Facebook is essentially a non-stop party where everyone you’ve ever known is invited, only a fraction of them show up and instead of joining the party, they start their own simultaneous party. It’s a reversal of the compartmentalized life that we live in-person. Therefore, it’s always fun to me when I engage in a conversation with a friend from college, a former student, a family member and a co-worker. However, it gets tricky, because I’m never sure what type of comment will offend a particular subset of friends and if I’m not careful, my Facebook can resemble anti-social media.
So, we gather together a fairly random sample of friends for Joel’s birthday party. It’s not deliberate, really. It’s just that, being six years old, Joel doesn’t categorize friends into separate groups that might be offended by one another. As long as you don’t call him fart face or stupid head, you pretty much remain in his circle of friends.
We’re united, not by religious, political or social affiliation, but for the fact that we’re all pretty fond of Joel and we’re proud of him for staying alive another year. (At this age, it’s not much of an accomplishment, in ninety years, it will be a huge deal). It’s a convergence of our community among friends, neighbors, family and church. Thus, I’m not sure how to navigate conversation among such a diverse group. It’s my home, so house rules should suffice. But it’s not that easy.

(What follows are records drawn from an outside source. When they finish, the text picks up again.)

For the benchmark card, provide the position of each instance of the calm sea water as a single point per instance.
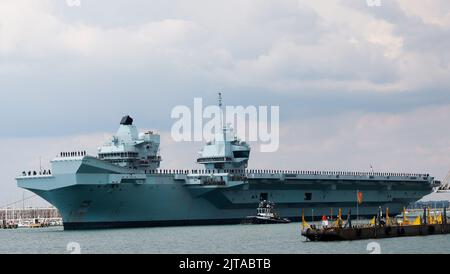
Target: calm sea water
(228, 239)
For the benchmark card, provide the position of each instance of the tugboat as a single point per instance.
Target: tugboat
(265, 214)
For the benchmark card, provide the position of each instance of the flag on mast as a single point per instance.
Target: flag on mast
(360, 197)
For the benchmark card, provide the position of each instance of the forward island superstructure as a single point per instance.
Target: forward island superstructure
(123, 186)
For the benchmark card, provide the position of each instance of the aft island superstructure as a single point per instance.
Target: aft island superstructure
(123, 186)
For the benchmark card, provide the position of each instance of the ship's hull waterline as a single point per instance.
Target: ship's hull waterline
(90, 193)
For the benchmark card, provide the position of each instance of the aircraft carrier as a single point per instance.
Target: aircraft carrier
(124, 186)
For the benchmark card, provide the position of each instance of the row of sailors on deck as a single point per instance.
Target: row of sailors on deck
(73, 154)
(35, 173)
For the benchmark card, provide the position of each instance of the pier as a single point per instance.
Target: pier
(32, 217)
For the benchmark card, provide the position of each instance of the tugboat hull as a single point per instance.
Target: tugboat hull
(258, 220)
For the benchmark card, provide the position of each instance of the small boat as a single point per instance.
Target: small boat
(265, 214)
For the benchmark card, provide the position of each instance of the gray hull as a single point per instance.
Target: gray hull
(90, 193)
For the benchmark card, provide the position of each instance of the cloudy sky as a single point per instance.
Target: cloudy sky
(357, 84)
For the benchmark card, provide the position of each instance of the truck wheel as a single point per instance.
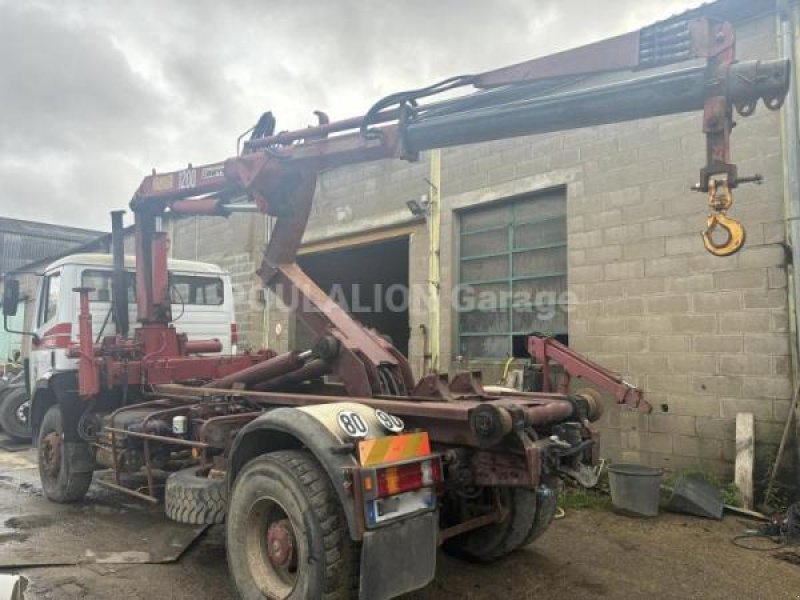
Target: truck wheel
(15, 407)
(287, 536)
(192, 498)
(59, 482)
(528, 514)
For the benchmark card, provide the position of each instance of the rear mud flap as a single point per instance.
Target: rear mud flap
(399, 558)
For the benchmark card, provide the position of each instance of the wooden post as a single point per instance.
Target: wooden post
(745, 455)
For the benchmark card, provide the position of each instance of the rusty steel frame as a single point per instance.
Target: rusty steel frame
(278, 172)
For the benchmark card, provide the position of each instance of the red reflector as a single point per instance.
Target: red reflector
(396, 480)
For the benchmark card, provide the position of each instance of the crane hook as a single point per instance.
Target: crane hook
(720, 200)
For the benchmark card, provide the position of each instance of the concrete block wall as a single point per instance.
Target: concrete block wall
(705, 337)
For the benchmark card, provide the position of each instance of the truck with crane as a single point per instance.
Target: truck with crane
(336, 472)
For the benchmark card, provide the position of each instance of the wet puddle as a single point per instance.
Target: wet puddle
(12, 587)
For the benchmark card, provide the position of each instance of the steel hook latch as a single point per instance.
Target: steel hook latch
(720, 200)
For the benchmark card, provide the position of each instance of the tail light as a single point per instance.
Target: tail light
(399, 490)
(409, 477)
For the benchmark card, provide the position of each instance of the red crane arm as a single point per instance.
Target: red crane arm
(278, 172)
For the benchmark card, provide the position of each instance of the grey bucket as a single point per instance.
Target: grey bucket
(635, 489)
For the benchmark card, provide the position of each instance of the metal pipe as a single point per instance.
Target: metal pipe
(791, 143)
(434, 269)
(236, 207)
(311, 370)
(673, 92)
(202, 346)
(124, 490)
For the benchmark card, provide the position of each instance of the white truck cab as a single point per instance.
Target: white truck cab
(202, 307)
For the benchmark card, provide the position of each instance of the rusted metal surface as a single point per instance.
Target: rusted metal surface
(273, 367)
(446, 422)
(544, 350)
(501, 468)
(470, 525)
(313, 369)
(613, 54)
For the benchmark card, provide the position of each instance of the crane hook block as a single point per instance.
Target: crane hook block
(734, 239)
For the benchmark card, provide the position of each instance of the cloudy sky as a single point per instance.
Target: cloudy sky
(93, 94)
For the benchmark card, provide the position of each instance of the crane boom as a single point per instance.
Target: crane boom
(278, 172)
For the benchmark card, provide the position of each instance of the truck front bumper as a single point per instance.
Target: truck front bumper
(399, 558)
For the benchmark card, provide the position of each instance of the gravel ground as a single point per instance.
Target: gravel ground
(588, 554)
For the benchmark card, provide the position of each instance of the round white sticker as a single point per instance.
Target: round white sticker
(352, 424)
(390, 422)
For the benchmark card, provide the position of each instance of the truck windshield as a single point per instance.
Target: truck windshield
(101, 282)
(184, 289)
(51, 289)
(197, 290)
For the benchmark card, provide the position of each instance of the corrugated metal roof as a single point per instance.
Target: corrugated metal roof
(734, 11)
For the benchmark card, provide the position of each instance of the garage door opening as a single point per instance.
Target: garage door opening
(370, 281)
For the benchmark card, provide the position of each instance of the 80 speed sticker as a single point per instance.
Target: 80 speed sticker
(390, 422)
(352, 424)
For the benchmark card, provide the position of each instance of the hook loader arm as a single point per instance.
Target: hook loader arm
(278, 172)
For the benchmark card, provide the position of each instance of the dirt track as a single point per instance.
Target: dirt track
(588, 554)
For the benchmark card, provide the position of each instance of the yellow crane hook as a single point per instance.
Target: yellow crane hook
(720, 200)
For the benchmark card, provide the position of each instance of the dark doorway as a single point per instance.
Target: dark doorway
(371, 281)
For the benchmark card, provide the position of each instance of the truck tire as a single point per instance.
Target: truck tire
(287, 537)
(15, 420)
(529, 513)
(192, 498)
(59, 481)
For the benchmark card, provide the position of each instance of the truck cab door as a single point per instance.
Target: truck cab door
(53, 333)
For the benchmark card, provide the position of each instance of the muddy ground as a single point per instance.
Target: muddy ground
(588, 554)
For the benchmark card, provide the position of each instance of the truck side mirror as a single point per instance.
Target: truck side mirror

I try, at first, to talk about the weather. It’s hot. I get it. Somehow talking about it makes it feel hotter. I try sports. Epic fail. I’ll keep away from politics or religion. And, within a few minutes, I realize that our movie-going experiences are entirely exhausted after talking about a few Pixar flicks.
Somehow the conversation shifts to the quality of a child’s school. When it looks like a potentially intense debate about public versus charter schools (and I’m wondering if it will get into home schooling or unschooling), I ask, “So, what’s the purpose of an education?”
“It’s about learning to think better,” someone says.
“Yeah, but it’s more than just thinking. I want my kids to learn to empathize. I want them to act better. So I guess I want something that’s holistic.”
“I think we’re missing character education,” another parent explains.
“I disagree with you. If you make it that broad, nothing gets done. You want a holistic education? Let the parents do that. You want to instill values, teach your kid values. But when my son goes to school, I want him to learn math and reading and writing.”
“Yes, but that can be within the context of a holistic education . . . ”
And so it goes, a respectful dialogue from a group that hardly knows each other. True, it’s more like a Twitter #edchat than a Facebook wall post, but it’s that rare moments when we get an in-person, small group conversation that challenges each person’s presuppositions on a topic that really matters. And I’m struck that there’s as much or more ideological diversity here in my kitchen than there is in a global #chat.
It has me thinking that perhaps the most powerful part of social media is the potential for us to engage in hard conversations without keeping people in ideological compartments. We have the opportunity to use social media to challenge what we believe if we use it for respectful debate rather than a groupthink echo chamber.